両親と2人の姉をもつくらんけさんは、末っ子として家族から溺愛されて育った。しかし、6歳の時にCIDPと診断されたことで、幼くして壮絶な闘病生活が始まることになる。
ステロイド薬の大量投与と免疫療法など、あらゆる治療を尽くした。その度に頭痛や発熱、吐き気などの副反応に襲われた。
全てをなげうって支えてくれる両親に「悲しい顔をさせてはいけない」との思いから、どんなに痛みが伴う治療や検査でも涙を流さずに耐えた。小学生の頃から「全ての感情に蓋をしてきた」という。

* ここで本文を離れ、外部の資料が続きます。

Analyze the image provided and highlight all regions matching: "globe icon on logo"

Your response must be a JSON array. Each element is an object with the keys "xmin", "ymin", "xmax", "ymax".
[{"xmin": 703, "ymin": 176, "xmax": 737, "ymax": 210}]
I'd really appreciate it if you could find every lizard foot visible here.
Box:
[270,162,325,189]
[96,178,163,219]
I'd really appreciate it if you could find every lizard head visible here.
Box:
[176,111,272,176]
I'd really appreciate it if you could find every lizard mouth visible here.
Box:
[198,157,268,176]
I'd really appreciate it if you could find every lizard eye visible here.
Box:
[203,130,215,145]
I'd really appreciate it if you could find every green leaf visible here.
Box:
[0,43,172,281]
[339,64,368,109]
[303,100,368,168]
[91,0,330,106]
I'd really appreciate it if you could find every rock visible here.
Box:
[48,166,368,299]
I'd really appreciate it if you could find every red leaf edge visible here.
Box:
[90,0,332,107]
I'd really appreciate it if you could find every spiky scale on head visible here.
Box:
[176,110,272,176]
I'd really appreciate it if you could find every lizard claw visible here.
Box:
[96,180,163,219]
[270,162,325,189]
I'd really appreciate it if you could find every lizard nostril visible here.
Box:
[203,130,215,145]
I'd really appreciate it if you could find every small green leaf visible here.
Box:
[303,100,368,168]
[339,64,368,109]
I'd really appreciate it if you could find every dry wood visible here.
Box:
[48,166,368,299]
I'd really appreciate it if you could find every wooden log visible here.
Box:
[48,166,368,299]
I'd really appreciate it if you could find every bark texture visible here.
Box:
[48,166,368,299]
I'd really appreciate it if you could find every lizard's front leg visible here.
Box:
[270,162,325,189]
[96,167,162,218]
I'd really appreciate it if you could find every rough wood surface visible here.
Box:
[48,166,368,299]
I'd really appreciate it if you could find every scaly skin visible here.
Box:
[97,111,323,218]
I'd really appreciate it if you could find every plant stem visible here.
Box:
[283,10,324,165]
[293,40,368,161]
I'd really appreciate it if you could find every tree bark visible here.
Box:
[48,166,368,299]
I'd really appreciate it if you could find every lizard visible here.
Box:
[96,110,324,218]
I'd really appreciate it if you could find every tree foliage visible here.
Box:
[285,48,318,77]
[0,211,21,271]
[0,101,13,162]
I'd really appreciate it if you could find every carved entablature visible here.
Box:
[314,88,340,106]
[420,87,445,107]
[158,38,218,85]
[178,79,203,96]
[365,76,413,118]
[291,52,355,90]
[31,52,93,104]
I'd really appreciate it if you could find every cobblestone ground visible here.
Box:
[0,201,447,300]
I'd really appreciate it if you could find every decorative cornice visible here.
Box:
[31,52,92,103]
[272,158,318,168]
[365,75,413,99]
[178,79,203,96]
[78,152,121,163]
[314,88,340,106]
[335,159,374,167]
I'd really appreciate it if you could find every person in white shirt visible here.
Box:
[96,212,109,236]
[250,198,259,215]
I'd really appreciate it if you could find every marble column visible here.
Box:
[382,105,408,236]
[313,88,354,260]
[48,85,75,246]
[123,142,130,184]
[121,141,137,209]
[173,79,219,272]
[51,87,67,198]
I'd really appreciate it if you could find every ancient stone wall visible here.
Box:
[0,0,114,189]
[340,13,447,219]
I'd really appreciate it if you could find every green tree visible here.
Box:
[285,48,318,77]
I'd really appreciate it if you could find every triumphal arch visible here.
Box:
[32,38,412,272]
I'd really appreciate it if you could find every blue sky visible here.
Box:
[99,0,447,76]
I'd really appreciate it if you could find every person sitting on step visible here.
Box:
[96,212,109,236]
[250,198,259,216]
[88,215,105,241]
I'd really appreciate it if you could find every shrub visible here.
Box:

6歳から20年以上にわたる治療は、激しい苦痛にも関わらず目立った効果がなく、心を徐々に蝕んでいった。
検査に伴う副反応で鼻の粘膜を削り取る手術をした際は、激痛がトラウマとして残り、パニック障害にまで発展してしまったという。
幼い頃から感情に蓋をして「頑張り屋さん」と認識されていたくらんけさんが、泣きわめく姿を周囲に見せるようになる。彼女がこれ以上の治療を望まないことを伝えると、主治医からは完治の見込みはないと、はっきり告げられた。
「死にたい」娘のエゴ 「生きてほしい」親のエゴ

この頃から、安楽死の選択を考え、家族にも伝えるようになった。CIDPは投薬を続ければすぐに命に関わる病気ではないが、終わりが見えないことが何よりも辛かったという。
家族全員が安楽死に強く反対した。特に両親は「一生懸命育ててきたかけがえのない存在。どうしても死んでほしくない」と懇願した。
だが、くらんけさんにとっては、そんな大切な家族だからこそ、「両親や2人の姉に介護させる一生なんて、絶対に嫌だ」と譲らない。
最終的には両親も「親のために生きてくれとまでは言えない。賛成はできないが、自分たちのエゴで反対もできない」と折れてくれた。
くらんけさんは、海外で安楽死を認めてくれるスイスの団体に申請し、2019年10月に許可が下りた。「これで全てが終わる」と解放感に包まれる一方で、家族への一抹の不安を心の奥底にしまい込んだ。